A dozen Venezuelans scramble to grab bags of rubbish that tumble from the Pacaraima trash truck twice a day. They then sift through the piles as fetid plumes of smoke rise from the smoldering landfill. Sometimes they scavenge at night using headlamps.

“We are looking for copper and cans, and hopefully something valuable, even food,” said Astrid Prado, who is eight months pregnant. “My goal is to get out of here. Nobody wants to spend their life going through garbage.”

Charly Sanchez, 42, arrived in Brazil a year ago and has not been able to get to Boa Vista to get his work papers so that he can find employment.

“We live off this.
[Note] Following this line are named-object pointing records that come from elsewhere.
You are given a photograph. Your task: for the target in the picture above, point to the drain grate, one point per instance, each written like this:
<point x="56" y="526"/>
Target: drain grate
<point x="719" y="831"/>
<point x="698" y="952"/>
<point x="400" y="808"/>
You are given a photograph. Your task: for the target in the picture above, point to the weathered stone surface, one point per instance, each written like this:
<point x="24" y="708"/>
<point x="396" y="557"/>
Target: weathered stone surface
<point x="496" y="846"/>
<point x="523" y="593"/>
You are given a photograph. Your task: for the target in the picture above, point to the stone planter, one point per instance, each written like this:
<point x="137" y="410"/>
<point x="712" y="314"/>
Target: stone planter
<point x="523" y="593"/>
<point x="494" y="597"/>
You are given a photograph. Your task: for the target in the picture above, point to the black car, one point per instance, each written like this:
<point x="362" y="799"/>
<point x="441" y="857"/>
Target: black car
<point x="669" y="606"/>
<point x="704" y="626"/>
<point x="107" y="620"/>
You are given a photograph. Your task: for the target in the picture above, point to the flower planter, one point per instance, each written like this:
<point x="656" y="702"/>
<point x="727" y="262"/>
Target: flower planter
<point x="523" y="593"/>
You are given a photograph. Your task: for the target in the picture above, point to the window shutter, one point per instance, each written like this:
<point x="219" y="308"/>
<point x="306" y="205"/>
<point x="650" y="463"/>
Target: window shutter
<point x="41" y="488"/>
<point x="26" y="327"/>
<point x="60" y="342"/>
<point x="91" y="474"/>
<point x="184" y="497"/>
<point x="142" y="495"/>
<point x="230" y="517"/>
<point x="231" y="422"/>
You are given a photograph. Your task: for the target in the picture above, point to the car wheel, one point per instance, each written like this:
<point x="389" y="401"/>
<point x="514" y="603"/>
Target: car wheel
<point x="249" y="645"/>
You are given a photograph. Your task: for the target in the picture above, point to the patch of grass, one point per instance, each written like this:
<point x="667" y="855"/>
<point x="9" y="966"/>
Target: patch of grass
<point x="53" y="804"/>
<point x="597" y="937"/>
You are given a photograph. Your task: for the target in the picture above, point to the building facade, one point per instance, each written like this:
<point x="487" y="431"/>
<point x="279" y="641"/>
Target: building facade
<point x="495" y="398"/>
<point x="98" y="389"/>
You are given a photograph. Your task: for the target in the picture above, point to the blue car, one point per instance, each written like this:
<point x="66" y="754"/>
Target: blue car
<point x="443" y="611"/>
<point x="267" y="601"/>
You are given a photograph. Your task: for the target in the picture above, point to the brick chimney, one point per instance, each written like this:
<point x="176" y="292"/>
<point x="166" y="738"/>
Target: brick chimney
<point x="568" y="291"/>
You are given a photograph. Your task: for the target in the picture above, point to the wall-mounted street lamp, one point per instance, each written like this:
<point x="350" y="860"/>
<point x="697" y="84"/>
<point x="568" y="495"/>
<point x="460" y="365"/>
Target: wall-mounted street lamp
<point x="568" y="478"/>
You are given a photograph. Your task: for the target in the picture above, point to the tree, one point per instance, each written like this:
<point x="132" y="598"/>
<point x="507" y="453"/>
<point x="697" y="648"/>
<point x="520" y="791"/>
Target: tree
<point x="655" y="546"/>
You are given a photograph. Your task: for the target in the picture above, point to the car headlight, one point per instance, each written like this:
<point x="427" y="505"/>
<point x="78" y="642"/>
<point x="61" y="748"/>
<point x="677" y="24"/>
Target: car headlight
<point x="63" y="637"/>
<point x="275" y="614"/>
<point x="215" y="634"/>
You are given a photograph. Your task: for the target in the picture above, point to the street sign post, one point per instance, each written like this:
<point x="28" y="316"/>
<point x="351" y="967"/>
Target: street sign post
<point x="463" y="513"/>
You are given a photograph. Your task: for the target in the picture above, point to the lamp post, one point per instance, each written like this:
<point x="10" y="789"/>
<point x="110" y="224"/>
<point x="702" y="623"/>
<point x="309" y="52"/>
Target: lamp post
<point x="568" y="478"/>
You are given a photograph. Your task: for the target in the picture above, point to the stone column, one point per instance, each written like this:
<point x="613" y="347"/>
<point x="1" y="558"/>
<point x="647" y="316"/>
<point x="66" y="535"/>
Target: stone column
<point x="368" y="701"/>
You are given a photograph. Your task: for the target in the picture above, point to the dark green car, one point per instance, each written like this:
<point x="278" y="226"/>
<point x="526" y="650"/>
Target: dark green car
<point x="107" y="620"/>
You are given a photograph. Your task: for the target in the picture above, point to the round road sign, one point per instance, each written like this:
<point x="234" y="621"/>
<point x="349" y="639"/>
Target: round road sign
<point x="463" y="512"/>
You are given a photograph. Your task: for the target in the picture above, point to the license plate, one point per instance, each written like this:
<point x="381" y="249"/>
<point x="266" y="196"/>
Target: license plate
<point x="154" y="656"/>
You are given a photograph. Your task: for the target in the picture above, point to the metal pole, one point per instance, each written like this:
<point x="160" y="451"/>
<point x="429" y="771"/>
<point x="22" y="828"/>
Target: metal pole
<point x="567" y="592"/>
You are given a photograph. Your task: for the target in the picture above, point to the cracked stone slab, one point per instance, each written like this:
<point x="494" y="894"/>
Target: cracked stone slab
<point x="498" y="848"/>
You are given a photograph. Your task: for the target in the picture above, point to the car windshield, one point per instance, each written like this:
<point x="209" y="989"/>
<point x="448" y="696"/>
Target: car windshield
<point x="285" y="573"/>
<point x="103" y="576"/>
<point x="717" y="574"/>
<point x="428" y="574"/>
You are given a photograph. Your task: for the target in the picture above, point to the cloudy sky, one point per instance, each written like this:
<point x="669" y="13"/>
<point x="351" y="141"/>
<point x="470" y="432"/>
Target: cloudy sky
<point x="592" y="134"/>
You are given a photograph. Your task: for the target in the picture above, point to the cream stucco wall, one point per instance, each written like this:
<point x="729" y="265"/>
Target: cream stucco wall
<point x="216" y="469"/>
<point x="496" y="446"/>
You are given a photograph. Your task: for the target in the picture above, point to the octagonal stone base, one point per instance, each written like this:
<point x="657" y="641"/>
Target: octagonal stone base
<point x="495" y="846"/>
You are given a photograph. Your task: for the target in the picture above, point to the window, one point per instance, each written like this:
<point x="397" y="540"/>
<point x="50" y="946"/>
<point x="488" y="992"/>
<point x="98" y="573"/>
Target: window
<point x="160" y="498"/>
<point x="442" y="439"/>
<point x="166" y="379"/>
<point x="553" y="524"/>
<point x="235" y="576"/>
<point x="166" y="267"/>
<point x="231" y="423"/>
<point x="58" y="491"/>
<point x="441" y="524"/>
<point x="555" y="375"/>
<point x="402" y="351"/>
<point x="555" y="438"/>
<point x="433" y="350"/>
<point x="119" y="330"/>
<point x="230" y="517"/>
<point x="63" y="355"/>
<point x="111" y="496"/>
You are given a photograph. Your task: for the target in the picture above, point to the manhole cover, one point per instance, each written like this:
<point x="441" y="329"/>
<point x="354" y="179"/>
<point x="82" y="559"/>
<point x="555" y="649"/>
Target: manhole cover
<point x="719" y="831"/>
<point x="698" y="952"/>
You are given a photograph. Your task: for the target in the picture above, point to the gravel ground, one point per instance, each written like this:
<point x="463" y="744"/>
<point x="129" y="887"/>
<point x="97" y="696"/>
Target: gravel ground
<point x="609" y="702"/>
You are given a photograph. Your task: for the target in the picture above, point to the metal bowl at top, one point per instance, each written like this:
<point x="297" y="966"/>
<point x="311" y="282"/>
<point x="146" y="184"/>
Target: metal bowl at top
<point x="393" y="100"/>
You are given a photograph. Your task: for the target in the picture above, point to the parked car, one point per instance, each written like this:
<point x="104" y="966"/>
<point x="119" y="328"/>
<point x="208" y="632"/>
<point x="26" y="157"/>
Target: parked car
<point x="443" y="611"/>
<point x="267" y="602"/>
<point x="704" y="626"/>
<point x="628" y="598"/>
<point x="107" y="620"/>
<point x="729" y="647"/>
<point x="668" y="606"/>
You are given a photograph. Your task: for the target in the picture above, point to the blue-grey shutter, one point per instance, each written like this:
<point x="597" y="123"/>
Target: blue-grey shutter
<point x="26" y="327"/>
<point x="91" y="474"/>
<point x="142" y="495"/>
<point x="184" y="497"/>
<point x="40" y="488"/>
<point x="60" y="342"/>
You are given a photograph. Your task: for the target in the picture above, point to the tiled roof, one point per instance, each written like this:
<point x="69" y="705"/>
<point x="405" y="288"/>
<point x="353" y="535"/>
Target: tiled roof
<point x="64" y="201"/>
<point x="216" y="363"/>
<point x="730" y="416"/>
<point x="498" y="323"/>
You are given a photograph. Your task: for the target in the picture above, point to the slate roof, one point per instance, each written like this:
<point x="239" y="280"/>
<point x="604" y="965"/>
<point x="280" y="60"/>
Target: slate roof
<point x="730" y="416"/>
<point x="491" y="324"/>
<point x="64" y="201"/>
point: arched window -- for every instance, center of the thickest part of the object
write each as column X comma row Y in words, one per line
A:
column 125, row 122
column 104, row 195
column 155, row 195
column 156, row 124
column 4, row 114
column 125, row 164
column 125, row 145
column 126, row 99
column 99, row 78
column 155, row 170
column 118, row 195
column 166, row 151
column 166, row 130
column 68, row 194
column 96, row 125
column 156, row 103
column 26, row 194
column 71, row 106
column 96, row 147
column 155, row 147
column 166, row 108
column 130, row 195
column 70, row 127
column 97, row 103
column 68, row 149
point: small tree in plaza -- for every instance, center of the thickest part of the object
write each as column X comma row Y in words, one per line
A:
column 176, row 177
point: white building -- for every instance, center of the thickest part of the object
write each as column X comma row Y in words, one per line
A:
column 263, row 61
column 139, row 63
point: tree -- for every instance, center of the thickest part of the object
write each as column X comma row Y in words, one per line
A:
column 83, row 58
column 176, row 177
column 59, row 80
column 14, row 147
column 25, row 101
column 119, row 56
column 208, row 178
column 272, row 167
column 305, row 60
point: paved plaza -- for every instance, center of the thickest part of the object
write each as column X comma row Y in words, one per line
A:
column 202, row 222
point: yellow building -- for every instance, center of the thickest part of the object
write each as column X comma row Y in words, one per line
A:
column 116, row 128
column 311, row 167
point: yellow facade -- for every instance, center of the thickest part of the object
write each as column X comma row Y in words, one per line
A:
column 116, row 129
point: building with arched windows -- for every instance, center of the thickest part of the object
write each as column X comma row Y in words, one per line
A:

We make enough to buy rice, maybe some sausage, but not enough to buy a ticket to Boa Vista,” he said.

Copper pays best, 13 reais ($3.30) a kilo, but it takes Sanchez a whole week to gather that much “wire by wire.”

On a lucky day he said he had found a discarded cellphone, but not today. Some spaghetti, a small jar of sugar and a bit of cooking oil was Sanchez’s pickings for the day.

Samuel Esteban, using a breathing mask for the smoke, stuffed cardboard into a large sack. For 50 kilos he will earn five reais, one third of the minimum monthly wage in Venezuela but just enough to buy a liter of milk in Brazil and some bread.

Tovar criticized Maduro for denying that Venezuela is facing a humanitarian crisis.

“He is so wrong. Look at us here in this dump,” she said. “If Maduro does not leave Venezuela, I will never return there.”